# Hello



## Jess-o-Lantern (Oct 25, 2009)

I've been a member since October, but this is my first post. *hooray* I'm from southern Illinois, where I have helped my mother with her front yard haunt for many years. I grew up in a very small Midwestern town without much Halloween spirit, but we've always done our best to make it a fun holiday for all the ToTs. I discovered this forum shortly before last Halloween and was inspired to build a facade for our haunt's front porch, a magic mirror, and a set of Grim Grinning Ghosts busts (with the help of my family). I'm officially hooked and I'm currently compiling a list of things that I would love to work on this summer! If I see your work, I'll probably be pestering you for tips!


----------



## RoxyBlue (Oct 6, 2008)

Welcome to the world of posting, Jess!


----------



## fick209 (Aug 31, 2009)

Welcome


----------



## Dark Angel 27 (Sep 11, 2008)

Greetings Jess! If we can be of any help, please let us know!


----------



## Zurgh (Dec 21, 2009)

Hello & welcome! Pester away!


----------



## Vlad (Aug 2, 2005)

Welcome to the forum Jess


----------



## trishaanne (Aug 20, 2005)

Welcome.


----------



## sharpobject (May 7, 2008)

Hi and welcome !!!


----------



## nixie (Sep 17, 2008)

Hello and welcome! My hubby is from southern Illinois (Olney).


----------



## hedg12 (Jul 6, 2008)

Hi!


----------



## Evil Queen (Mar 8, 2008)




----------



## Goblin (Jun 3, 2009)




----------



## Creep Cringle (Jun 23, 2009)

Welcome Jess! You'll sure find plenty of ideas here to keep you busy building!


----------



## abner135 (May 31, 2009)

Hello and welcome to the dark side


----------



## Denhaunt (Aug 18, 2006)

Never be afraid to reach out and scare some one. I'm happy to help if I can!


----------



## Death's Door (Mar 22, 2006)

Hello and welcome to the forum!!!!!


----------



## madmomma (Jul 1, 2009)

Hi and welcome aboard Jess-O-Lantern!


----------



## Spooky1 (Aug 25, 2008)

Welcome to the forum, JOL.


----------



## Tinman (Jul 5, 2007)

Jess-o-Lantern said:


> I've been a member since October, but this is my first post. *hooray* I'm from southern Illinois, where I have helped my mother with her front yard haunt for many years. I grew up in a very small Midwestern town without much Halloween spirit, but we've always done our best to make it a fun holiday for all the ToTs.
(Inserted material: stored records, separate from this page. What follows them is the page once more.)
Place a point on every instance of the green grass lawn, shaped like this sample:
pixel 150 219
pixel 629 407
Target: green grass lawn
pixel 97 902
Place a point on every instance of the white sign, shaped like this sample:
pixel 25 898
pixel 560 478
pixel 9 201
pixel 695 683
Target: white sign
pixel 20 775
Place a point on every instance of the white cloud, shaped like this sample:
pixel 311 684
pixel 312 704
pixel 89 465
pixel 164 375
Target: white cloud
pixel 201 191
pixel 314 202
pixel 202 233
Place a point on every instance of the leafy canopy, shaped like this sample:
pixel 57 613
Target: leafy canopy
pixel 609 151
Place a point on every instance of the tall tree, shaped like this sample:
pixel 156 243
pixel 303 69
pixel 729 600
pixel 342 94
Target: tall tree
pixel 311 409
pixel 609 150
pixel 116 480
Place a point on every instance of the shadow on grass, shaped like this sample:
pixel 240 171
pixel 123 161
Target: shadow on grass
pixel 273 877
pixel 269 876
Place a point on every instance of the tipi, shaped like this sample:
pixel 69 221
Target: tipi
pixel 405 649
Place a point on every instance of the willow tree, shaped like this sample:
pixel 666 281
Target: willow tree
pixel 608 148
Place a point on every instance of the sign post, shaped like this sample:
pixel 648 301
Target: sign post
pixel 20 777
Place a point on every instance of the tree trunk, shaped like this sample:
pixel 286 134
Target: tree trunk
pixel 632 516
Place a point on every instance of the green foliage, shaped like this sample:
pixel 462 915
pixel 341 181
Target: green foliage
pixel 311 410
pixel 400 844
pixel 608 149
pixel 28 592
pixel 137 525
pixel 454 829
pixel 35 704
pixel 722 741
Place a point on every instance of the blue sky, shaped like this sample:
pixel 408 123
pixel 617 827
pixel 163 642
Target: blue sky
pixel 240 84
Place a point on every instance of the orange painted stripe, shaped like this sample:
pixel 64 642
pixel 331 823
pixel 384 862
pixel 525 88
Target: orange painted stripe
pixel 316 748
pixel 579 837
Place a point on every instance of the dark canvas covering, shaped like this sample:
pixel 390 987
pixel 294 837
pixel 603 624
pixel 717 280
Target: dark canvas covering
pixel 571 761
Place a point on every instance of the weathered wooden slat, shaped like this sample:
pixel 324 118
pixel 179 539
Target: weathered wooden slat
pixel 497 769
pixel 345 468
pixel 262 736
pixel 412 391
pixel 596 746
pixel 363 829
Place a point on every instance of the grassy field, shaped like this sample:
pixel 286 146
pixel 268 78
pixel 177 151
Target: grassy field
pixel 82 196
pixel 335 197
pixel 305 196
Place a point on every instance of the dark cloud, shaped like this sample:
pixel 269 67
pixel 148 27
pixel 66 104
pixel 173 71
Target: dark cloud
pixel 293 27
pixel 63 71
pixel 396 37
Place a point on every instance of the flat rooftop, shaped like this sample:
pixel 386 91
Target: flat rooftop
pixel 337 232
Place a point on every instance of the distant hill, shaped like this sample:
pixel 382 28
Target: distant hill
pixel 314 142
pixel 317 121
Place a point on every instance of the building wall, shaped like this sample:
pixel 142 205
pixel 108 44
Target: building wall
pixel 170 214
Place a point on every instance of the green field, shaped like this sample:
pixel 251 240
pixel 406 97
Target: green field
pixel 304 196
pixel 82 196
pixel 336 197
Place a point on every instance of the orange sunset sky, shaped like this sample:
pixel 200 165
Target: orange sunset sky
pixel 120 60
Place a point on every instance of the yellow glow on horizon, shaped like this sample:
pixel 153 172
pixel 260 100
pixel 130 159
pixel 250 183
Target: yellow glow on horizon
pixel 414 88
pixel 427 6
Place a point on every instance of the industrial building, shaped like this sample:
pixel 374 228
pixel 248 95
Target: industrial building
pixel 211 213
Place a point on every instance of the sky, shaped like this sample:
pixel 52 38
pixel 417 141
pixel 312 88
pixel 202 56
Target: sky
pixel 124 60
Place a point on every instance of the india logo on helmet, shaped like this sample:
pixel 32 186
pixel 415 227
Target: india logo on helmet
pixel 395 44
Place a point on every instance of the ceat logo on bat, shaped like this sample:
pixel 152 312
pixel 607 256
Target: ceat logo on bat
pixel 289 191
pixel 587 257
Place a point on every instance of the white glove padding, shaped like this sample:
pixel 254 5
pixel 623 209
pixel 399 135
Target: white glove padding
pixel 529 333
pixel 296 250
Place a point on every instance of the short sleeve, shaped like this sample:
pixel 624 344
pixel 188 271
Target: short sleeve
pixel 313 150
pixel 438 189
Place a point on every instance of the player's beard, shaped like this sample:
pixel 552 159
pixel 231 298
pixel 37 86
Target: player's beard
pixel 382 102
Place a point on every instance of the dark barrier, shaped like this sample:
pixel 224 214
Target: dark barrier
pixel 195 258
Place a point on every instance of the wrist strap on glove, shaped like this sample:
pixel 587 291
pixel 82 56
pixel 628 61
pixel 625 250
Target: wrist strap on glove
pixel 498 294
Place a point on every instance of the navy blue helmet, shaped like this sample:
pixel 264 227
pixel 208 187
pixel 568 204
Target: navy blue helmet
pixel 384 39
Welcome on line. This place will drive you crazy, so many good ideas and so little time.

It's great that you have the Halloween Spirit. By making your own small Halloween you will probably inspire others to join in, if not neighbors then for sure some kids with young impressionable minds (future haunters?!) To quote Dr. Suess: "Unless someone like you cares a whole awful lot, nothing is going to get better. It's not." "And will you succeed? Yes indeed, yes indeed! Ninety-eight and three-quarters percent guaranteed."

Happy haunting!


----------



## Howlinmadjack (Jul 20, 2009)

Welcome to the forum Jess!!


----------



## SPOOKY J (Nov 20, 2009)

Hello Jess!


----------



## ScreamingScarecrow (Oct 1, 2008)

ScreamingScarecrow Screams&#8230;


----------



## morbidmike (Sep 11, 2009)

welcome to a deadly good time


----------



## scareme (Aug 29, 2006)

Hi and welcome to the forum.


----------